Following a sold-out run in Denver, Shea's Performing Arts Center in Buffalo, New York, announced that Shea's 710 Theater will present Erma Bombeck: At Wit's End, starring Pam Sherman, starting November 5, 2019.

"We are very excited to partner with Rochester's Geva Theatre to bring their blockbuster hit to Buffalo audiences" states President of Shea's Performing Arts Center, Michael G. Murphy.

In addition to theatre, Sherman has also acted in minor roles in the NBC series Unsolved Mysteries and Homicide: Life on the Streets. She also appeared in the movie The Alphabet Killer in 2008.

===The Suburban Outlaw===
In 2001, Sherman was asked to write a column for Rochester Magazine, owned by Gannett. The Suburban Outlaw Column in Rochester Magazine expanded to a weekly column in the Rochester, New York Newspaper the Democrat and Chronicle. Gannett then syndicated the Suburban Outlaw column among their newspapers nationally and digitally among their television stations. Her TEDx talk, "An Outlaw's Journey through the Arab Spring" focuses on her international travels.

===Leadership Consultant===
She is a keynote speaker and provides group and individual training programs to explore the EDGE for organizations as diverse as law firms, advertising agencies and Fortune 500 companies. Sherman provides training and development programs for business leaders all over the world on a variation of topics.

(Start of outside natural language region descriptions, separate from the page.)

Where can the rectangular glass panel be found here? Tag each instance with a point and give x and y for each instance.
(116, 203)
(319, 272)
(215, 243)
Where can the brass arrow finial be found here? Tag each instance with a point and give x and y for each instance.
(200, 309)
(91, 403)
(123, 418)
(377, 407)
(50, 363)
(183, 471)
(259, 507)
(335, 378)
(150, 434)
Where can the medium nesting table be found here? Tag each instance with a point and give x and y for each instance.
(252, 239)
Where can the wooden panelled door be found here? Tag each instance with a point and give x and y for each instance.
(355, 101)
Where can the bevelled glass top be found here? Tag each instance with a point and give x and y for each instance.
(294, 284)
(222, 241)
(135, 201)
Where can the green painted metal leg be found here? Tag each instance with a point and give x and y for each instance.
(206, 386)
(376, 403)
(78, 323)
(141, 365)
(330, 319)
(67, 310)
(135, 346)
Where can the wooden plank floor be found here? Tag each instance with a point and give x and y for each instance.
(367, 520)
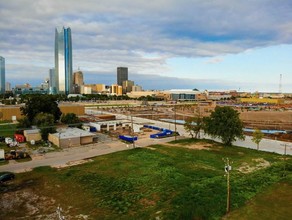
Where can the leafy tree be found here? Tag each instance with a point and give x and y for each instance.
(225, 124)
(70, 119)
(45, 122)
(41, 103)
(193, 126)
(257, 137)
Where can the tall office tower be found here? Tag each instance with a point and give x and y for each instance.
(63, 61)
(52, 82)
(122, 75)
(78, 78)
(127, 86)
(8, 87)
(2, 75)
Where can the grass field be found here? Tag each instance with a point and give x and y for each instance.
(165, 181)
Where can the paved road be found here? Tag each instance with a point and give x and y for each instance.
(59, 159)
(265, 145)
(75, 154)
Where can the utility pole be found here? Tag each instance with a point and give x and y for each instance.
(227, 169)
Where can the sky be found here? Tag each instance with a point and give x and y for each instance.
(166, 44)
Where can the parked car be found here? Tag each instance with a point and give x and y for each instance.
(6, 177)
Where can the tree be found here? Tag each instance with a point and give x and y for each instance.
(70, 119)
(41, 103)
(257, 137)
(225, 124)
(193, 126)
(45, 122)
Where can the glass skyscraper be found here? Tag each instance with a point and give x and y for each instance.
(2, 75)
(63, 61)
(122, 75)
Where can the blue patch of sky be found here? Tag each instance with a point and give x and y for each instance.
(258, 65)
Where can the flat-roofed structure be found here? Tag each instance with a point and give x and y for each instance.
(32, 135)
(71, 137)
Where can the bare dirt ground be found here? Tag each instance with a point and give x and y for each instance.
(267, 119)
(260, 163)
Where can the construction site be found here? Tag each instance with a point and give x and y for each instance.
(277, 122)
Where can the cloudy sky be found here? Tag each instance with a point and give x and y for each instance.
(204, 44)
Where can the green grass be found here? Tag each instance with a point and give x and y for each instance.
(169, 182)
(275, 202)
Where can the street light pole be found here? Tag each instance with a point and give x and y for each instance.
(227, 170)
(132, 129)
(175, 133)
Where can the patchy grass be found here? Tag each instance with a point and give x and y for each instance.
(170, 182)
(273, 203)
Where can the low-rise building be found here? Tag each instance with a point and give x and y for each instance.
(71, 137)
(32, 135)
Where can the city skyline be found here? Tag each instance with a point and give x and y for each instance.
(63, 61)
(190, 44)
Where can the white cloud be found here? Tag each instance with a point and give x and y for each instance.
(111, 33)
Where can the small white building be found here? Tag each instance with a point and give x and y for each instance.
(71, 137)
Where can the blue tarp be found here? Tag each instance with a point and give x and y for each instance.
(128, 138)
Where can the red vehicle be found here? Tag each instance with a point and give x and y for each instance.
(19, 138)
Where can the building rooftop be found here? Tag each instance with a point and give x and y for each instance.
(65, 133)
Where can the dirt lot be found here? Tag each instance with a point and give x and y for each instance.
(267, 119)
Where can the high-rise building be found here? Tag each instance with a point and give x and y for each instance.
(127, 86)
(2, 75)
(63, 61)
(78, 78)
(52, 81)
(116, 89)
(122, 75)
(8, 87)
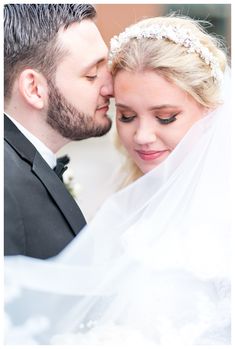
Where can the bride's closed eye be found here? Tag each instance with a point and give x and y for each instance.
(165, 121)
(124, 118)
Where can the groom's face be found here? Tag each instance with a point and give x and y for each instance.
(78, 95)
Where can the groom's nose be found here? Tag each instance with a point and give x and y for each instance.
(107, 87)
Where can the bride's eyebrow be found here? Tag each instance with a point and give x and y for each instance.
(163, 106)
(122, 105)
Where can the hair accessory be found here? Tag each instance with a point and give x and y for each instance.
(177, 35)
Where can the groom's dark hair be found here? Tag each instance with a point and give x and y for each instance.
(30, 37)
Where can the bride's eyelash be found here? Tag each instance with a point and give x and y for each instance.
(162, 121)
(166, 121)
(124, 118)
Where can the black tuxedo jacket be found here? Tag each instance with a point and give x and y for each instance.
(40, 216)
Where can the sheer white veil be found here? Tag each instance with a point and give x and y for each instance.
(154, 264)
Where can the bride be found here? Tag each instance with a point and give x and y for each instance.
(153, 267)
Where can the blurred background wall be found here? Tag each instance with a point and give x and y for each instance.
(95, 162)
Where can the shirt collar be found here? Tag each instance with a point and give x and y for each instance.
(44, 151)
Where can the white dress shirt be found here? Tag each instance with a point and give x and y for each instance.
(44, 151)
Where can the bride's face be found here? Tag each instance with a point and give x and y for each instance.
(152, 116)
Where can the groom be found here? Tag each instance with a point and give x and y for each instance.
(56, 89)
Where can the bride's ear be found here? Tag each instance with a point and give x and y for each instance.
(33, 88)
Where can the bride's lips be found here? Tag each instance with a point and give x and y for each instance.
(103, 107)
(148, 155)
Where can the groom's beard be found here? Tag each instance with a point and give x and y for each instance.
(69, 121)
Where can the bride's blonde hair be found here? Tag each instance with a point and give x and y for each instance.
(188, 70)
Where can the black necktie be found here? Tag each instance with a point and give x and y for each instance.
(61, 166)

Sherman is actively involved in the international organization, Young Presidents' Organization, Chairing the first-ever Spouse Experience for the 2009 Global Leadership Conference and serving on the International Youth & Family Task Force

==Personal life==
Sherman lives with her husband, Neal Sherman and two children in Pittsford, New York (a suburb of Rochester, New York).